The American stock market will rise this year – no matter who wins the presidential election. That at least is the conclusion of a respected US fund manager who has studied stock market trends in election years all the way back to 1926.
The finding could spur investors, to start buying American shares – especially as the US economy is looking healthier.
In a study of the fortunes of the US stock market in election years, Fisher Investments, which is run by the renowned fund manager Ken Fisher, found that just one outcome – the replacement of a Republican president by a Democrat – tended to be associated with a fall in share prices. That outcome cannot happen this year as a Democrat, Barack Obama, is standing for re-election. When this happens, stock markets tend to rise, regardless of whether the incumbent is re-elected or replaced by his Republican opponent, according to Fisher.
The S&P 500 index has historically risen by an average of 14.5pc in the year of a Democrat’s re-election, the study found, whereas the other possible result this time, the replacement of a Democrat by a Republican, has seen the index rise by 18.8pc on average.
The re-election of a Republican has, on average, been associated with a 10.6pc rise in the S&P 500, but when a Republican has been replaced by a Democrat, shares have tended to fall, by an average of 2.7pc.
Whitney George of Royce & Associates, a subsidiary of Legg Mason, the fund manager, said: “Ned Davis [an American consultancy] recently looked at presidential elections going back to 1928 and found that markets had risen in the second half of an election year about 80pc of the time. There are other patterns which show that they tend to bottom out mid-year and rally into the election, depending on who wins.

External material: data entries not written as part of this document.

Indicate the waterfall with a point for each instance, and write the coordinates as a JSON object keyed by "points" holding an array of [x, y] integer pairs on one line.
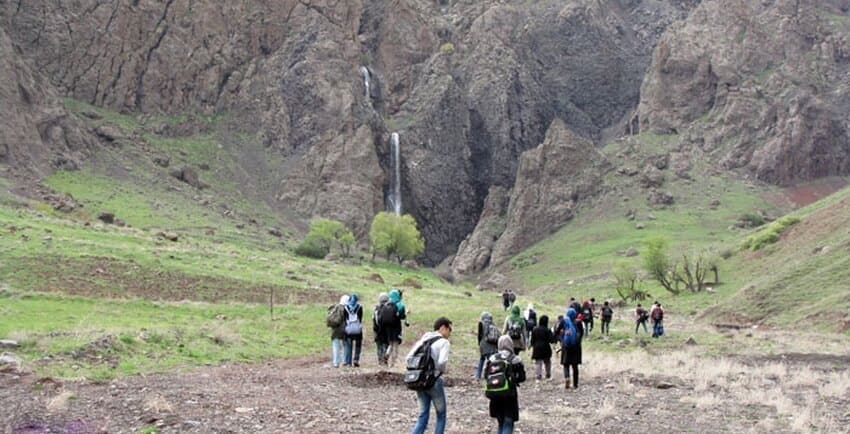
{"points": [[364, 72], [395, 193]]}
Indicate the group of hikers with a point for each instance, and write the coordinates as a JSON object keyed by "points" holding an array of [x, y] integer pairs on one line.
{"points": [[499, 364]]}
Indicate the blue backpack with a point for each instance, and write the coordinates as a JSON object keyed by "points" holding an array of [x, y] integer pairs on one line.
{"points": [[569, 335]]}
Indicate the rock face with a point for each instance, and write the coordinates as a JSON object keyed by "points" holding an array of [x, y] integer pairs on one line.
{"points": [[36, 133], [552, 180], [469, 86], [761, 82]]}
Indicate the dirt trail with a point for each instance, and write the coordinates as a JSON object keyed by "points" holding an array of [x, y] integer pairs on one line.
{"points": [[307, 395]]}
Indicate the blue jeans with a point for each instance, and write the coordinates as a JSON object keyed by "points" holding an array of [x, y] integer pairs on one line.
{"points": [[506, 425], [437, 395], [336, 351], [354, 343]]}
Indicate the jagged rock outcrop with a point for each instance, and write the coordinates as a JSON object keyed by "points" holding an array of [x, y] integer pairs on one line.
{"points": [[553, 179], [36, 133], [469, 85], [763, 84], [474, 252]]}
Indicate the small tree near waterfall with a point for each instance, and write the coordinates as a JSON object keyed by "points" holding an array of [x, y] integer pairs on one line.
{"points": [[395, 237]]}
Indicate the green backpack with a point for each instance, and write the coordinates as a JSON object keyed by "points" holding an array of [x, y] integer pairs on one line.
{"points": [[499, 377]]}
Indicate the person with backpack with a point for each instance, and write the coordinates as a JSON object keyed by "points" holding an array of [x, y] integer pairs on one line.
{"points": [[530, 316], [541, 350], [505, 372], [657, 316], [382, 341], [488, 337], [641, 315], [353, 343], [435, 346], [335, 320], [515, 328], [587, 316], [606, 314], [392, 315], [570, 331]]}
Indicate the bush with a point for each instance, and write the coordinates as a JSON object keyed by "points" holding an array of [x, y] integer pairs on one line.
{"points": [[769, 234], [312, 249]]}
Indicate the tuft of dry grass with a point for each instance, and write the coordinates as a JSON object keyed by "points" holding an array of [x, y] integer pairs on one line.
{"points": [[60, 402]]}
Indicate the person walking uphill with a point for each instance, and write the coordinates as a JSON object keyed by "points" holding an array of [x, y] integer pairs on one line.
{"points": [[571, 333], [515, 328], [382, 341], [488, 337], [335, 319], [353, 343], [541, 349], [504, 374], [438, 340]]}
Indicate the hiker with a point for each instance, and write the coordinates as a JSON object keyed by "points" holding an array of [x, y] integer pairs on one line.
{"points": [[641, 315], [571, 333], [353, 332], [530, 316], [574, 304], [488, 337], [515, 328], [382, 342], [541, 350], [606, 314], [587, 316], [394, 311], [504, 374], [657, 316], [436, 394], [336, 321]]}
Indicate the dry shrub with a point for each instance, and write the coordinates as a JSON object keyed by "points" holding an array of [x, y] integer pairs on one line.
{"points": [[60, 401], [157, 404], [837, 385], [704, 401]]}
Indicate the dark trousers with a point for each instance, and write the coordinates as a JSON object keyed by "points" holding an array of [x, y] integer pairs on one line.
{"points": [[606, 326], [575, 374]]}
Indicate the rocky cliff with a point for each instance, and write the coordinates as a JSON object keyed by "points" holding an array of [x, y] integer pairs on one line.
{"points": [[476, 90], [760, 85]]}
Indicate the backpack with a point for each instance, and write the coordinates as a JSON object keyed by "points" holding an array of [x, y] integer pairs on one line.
{"points": [[491, 335], [515, 330], [352, 323], [335, 316], [531, 322], [498, 374], [388, 314], [659, 314], [420, 373], [569, 335]]}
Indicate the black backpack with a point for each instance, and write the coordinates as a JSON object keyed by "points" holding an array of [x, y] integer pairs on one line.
{"points": [[499, 377], [388, 315], [421, 371]]}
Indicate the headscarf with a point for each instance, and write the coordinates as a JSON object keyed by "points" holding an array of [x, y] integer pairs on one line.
{"points": [[515, 315], [571, 326], [506, 344], [486, 318], [528, 310]]}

“Historically, the incumbent has frequently produced a strong rally right through the end of the year. I think that’s a function of the way the market looks forward and discounts the future. In May and June, there was something close to maximum uncertainty about the elections, but as we approach November I think the market moves on and begins to look forward to other concerns.”
America’s economic recovery seems well established, if unspectacular. “Growth of about two per cent is strong enough to prevent a slide back into recession but not high enough to get unemployment falling,” said Paul Dales, a US specialist at Capital Economics. “It’s not particularly good for the American economy after a sizeable recession.” He added that America’s climb back to health should continue as households gradually cut their debts.
Some investors are worried about the so-called “fiscal cliff” – tax rises and spending cuts due to take effect shortly – and are pinning their hopes on Congress acting to delay the changes. “The fiscal cliff is scaring the devil out of people, but the world is not going to come to an end if Congress doesn’t act,” said Mr Schwartz. “We are not going to go from growth to recession overnight. It’s in the interest of all the parties to resolve the problem, and all the data shows that the economy is on the mend.”
Jupiter’s Merlin multi-manager team agreed. John Chatfeild-Roberts, the head of Merlin, said: “The US housing market has stabilised and will recover. This should bolster the domestic economy in general.”
Getting a slice of American pie
You could, of course, pick individual shares yourself. However, this requires a lot of research, and being remote from the companies and the markets in which they operate could mean missing out on snippets of useful information. So most investors would probably prefer to get exposure to American shares via pooled funds such as unit or investment trusts.
The big decision is whether you are happy to back the market as a whole, in which case a cheap tracker fund will suffice, or want to aim for better returns, which means choosing an actively managed fund.
Nowhere is the job of an active manager harder than in the US. Historically, they have struggled to produce consistent outperformance of the wider market – a fact attributed to the strict rules that require companies to disclose all relevant information to the market.
“The US is something of a graveyard for active fund managers and we prefer to recommend a passive index-tracking fund for our clients,” said Mr Pemberton.
Whatever fund you buy, don’t forget that fluctuations in the dollar could affect your returns as much as movements in the share prices. The exchange rate could work in your favour, of course. “We expect the dollar to appreciate strongly against the euro, perhaps to parity, because we think some kind of break-up of the euro is coming,” said Mr Dales. “This would probably also mean some strengthening of the dollar against sterling.”
However, if you prefer not to be exposed to this additional factor, hedged tracker funds, such as iShares S&P 500 Monthly GBP Hedged, with total annual charges of 0.45pc, are available.